I have friend who has been trapped in a mostly underground research facility at the South Pole since early winter. She recently broke her foot, which is just tough luck because nobody gets out of there until spring, which is, I think, in October.
This will remind you of the stroy of Dr. Jerri Nielsen, who was at an Antarctic research station and diagnosed herself of having breast cancer, and was rescued rather dramatically back in 1999. Nielsen died, by the way, Tuesday. (Of breast cancer.)
Well, my friend at the South Pole is not going to die of a broken foot. (Though perhaps other people will. Die of her broken foot, that is.) But what is eventually going to happen is that the sun is going to come up.
But on the moon, there are places where, for all practical purposes, the sun never comes up. Just as with the earth, the polar regions receive oblique sun. Now think about that for a second. A crater is essentially a round cliff. While a cliff may blot out the sun from one direction, the sun will eventually be on the other side of the cliff and any shadowed area will be visible. But if the cliff circumscribes an area steeply enough, that area will never, ever have sunlight.
Between the round-cliff effect and the polar oblique sunlight effect, there are craters in the Moon’s polar regions that are not visible. Well, the crater is visible, but not the inside.

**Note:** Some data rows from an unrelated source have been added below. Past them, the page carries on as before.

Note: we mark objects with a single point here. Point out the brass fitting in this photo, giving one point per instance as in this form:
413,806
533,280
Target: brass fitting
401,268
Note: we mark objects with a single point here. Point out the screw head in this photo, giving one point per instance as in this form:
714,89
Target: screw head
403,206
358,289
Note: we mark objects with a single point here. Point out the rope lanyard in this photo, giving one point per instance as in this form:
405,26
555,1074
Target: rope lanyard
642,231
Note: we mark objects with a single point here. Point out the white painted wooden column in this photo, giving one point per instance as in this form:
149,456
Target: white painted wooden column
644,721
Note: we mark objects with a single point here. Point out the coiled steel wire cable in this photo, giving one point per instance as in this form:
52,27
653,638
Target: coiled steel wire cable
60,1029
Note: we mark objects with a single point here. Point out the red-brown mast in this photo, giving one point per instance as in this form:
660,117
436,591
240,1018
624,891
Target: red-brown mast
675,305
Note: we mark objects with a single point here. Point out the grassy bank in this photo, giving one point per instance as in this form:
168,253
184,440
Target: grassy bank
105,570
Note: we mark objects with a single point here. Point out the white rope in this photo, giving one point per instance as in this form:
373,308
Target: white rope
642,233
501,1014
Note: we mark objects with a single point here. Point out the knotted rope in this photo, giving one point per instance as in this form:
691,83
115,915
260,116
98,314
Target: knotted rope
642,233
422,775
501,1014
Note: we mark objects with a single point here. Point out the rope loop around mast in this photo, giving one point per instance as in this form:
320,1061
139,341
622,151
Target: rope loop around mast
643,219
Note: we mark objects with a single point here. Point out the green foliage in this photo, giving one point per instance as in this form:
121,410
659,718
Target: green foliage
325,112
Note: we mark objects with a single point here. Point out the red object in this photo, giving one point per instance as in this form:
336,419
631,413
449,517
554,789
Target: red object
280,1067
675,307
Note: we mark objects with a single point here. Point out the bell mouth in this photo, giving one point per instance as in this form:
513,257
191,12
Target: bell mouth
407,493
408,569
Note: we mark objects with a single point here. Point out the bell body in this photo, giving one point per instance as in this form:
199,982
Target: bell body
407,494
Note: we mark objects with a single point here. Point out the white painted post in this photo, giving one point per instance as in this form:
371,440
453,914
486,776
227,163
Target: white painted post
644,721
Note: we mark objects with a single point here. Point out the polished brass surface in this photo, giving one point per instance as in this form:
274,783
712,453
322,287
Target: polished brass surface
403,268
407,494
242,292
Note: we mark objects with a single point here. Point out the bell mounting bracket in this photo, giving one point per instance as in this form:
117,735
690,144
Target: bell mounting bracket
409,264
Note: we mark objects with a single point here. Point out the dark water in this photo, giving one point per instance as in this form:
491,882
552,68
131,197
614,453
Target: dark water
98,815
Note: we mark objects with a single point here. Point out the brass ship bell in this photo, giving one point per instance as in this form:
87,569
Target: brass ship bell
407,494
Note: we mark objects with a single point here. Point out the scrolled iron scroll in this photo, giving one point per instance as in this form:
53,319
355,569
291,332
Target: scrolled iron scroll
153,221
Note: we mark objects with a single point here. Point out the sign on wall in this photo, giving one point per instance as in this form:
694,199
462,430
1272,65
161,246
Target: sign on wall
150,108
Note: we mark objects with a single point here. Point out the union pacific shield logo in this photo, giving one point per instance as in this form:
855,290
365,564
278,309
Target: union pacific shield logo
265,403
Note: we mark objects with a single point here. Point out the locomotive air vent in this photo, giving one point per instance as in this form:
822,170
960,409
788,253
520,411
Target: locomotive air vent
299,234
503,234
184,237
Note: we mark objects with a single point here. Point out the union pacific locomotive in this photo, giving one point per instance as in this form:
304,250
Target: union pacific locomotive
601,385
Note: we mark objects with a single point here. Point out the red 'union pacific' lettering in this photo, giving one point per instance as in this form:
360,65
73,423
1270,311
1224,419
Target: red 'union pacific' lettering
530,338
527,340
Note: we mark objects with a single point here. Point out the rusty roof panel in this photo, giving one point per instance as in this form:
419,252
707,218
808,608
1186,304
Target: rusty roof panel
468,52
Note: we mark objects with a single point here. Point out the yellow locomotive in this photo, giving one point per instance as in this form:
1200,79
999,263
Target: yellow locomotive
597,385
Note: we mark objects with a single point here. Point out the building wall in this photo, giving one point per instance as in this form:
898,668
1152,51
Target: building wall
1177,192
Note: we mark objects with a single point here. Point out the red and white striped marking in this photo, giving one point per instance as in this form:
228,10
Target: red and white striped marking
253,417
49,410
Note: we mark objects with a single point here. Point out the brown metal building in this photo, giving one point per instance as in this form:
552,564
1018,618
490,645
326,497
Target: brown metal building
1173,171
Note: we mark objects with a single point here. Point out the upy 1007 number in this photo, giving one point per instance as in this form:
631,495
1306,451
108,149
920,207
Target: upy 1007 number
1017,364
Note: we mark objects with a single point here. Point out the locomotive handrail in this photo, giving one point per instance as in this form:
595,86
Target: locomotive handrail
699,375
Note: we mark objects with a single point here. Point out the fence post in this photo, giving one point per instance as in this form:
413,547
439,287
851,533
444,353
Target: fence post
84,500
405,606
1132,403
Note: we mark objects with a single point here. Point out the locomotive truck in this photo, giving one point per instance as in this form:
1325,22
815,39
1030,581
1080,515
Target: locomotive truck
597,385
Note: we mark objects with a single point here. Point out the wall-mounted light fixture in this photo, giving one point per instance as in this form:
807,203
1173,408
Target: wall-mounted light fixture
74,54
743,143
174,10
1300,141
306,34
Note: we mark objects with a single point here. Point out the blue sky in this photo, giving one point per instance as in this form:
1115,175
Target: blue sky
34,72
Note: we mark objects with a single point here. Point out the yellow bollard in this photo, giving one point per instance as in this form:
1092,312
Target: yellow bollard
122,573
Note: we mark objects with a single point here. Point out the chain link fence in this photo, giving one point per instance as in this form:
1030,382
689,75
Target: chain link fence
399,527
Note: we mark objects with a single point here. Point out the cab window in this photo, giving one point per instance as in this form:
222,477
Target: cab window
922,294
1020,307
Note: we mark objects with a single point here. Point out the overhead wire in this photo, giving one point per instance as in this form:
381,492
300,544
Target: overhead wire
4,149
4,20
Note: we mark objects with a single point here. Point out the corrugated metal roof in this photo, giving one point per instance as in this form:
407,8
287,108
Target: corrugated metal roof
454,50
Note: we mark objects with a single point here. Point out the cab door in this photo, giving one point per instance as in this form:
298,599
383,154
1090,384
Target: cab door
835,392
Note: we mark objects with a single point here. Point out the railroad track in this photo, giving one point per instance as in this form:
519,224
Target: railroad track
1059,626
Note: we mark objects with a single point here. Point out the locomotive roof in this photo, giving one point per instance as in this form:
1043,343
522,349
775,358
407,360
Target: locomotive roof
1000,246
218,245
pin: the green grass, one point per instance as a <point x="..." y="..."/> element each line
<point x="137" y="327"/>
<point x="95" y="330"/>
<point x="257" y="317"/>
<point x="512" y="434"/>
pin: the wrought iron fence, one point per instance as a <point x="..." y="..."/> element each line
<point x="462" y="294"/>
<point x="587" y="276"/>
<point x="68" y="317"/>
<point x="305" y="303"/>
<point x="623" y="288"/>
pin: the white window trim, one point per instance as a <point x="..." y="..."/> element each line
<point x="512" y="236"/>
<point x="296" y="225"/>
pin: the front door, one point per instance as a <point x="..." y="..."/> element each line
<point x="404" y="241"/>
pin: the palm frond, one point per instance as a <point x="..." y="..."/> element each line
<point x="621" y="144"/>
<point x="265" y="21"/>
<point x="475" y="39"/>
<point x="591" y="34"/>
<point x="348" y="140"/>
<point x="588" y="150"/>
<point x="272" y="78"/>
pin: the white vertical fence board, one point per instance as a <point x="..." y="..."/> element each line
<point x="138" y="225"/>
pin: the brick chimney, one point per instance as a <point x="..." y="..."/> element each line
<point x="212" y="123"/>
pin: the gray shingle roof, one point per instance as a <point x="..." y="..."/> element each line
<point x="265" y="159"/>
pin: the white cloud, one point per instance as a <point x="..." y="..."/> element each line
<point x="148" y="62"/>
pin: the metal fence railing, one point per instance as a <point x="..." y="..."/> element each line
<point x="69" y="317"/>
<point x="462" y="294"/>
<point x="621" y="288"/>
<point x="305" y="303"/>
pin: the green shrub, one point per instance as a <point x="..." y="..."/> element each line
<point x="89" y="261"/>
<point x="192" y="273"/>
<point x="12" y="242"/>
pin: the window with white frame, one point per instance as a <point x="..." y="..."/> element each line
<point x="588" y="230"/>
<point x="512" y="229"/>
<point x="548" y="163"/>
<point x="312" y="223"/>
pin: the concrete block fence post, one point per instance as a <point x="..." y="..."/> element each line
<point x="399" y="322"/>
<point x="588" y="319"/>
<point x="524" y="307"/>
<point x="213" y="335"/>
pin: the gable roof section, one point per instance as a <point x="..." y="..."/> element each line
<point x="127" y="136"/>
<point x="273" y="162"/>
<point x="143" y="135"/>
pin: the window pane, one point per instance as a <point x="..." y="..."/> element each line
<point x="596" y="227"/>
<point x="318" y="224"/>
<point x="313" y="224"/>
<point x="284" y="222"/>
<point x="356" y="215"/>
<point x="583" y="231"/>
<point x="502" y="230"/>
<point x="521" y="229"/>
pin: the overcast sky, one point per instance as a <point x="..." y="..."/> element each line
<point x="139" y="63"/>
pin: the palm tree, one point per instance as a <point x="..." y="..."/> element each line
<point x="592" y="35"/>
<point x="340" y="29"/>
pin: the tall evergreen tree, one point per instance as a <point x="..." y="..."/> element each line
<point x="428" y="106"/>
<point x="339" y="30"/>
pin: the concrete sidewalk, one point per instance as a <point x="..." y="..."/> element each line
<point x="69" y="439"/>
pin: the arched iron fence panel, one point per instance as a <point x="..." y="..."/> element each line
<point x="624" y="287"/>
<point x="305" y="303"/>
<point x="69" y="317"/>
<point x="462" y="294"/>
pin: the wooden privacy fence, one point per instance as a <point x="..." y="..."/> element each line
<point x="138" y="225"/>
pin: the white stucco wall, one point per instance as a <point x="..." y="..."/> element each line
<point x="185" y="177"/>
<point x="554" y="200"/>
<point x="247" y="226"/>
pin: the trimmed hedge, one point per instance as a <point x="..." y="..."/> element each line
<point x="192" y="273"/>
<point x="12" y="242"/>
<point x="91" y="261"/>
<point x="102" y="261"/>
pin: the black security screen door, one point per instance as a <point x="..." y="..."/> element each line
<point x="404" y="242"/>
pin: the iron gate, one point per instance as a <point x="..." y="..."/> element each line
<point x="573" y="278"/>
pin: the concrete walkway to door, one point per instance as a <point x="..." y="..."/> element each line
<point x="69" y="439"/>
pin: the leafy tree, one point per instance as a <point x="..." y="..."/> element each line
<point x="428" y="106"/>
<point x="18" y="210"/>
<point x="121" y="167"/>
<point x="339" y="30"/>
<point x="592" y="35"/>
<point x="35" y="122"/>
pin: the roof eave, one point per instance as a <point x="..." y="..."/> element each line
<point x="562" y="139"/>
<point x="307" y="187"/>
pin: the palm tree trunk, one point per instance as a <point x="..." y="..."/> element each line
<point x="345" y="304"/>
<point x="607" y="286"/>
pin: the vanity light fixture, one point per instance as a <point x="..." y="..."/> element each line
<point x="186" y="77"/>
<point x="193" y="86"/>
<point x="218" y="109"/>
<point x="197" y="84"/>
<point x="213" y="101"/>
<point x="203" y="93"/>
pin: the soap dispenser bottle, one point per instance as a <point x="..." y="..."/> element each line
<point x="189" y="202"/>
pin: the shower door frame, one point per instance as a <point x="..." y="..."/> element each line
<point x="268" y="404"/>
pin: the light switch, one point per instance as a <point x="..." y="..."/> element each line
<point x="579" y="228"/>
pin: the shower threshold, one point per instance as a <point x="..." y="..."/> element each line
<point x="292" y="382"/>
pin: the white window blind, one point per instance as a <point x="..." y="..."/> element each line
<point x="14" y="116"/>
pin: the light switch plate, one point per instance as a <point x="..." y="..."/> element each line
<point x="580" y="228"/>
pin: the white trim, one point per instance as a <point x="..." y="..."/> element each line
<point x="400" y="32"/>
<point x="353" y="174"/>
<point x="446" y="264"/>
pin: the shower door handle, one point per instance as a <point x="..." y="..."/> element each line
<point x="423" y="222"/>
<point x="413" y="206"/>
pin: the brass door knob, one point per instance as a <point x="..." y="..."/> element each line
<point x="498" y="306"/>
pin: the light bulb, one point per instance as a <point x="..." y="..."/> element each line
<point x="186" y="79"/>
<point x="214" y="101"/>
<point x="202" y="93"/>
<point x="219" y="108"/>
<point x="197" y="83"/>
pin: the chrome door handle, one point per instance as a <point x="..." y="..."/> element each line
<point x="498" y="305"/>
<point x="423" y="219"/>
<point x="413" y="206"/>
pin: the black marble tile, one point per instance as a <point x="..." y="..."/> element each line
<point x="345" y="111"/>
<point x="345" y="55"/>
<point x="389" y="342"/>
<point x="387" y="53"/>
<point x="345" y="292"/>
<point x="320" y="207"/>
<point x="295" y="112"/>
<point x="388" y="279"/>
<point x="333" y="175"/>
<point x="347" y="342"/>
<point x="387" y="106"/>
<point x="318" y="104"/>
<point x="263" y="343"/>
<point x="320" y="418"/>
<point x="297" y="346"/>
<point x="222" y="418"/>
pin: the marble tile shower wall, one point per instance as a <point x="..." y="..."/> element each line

Fearing that these dark places may be where Moon Dwellers have set up extensive cities invisible from outer space1, NASA has figured out a way of imaging these craters using radar.
Details from the press release:
PASADENA, Calif. — A new lunar topography map with the highest resolution of the moon’s rugged south polar region provides new information on some of our natural satellite’s darkest inhabitants — permanently shadowed craters. The map was created by scientists at NASA’s Jet Propulsion Laboratory, Pasadena, Calif., who collected the data using the Deep Space Network’s Goldstone Solar System Radar located in California’s Mojave Desert. The map will help Lunar Crater Observation and Sensing Satellite (LCROSS) mission planners as they target for an encounter with a permanently dark crater near the lunar South Pole.
“Since the beginning of time, these lunar craters have been invisible to humanity,” said Barbara Wilson, a scientist at NASA’s Jet Propulsion Laboratory in Pasadena, Calif., and manager of the study. “Now we can see detailed topography inside these craters down to 40 meters [132 feet] per pixel, with height accuracy of better than 5 meters [16 feet].”
The terrain map of the moon’s south pole is online here.
Scientists targeted the moon’s south polar region using Goldstone’s 70-meter (230- foot) radar dish. The antenna, three-quarters the size of a football field, sent a 500- kilowatt-strong, 90-minute-long radar stream 373,046 kilometers (231,800 miles) to the moon. Signals were reflected back from the rough-hewn lunar terrain and detected by two of Goldstone’s 34-meter (112-foot) antennas on Earth. The roundtrip time, from the antenna to the moon and back, was about two-and-a-half seconds.
The scientists compared their data with laser altimeter data recently released by the Japanese Aerospace Exploration Agency’s Kaguya mission to position and orient the radar images and maps. The new map provides contiguous topographic detail over a region approximately 500 kilometers (311 miles) by 400 kilometers (249 miles).
1I’m joking about the invisible cities.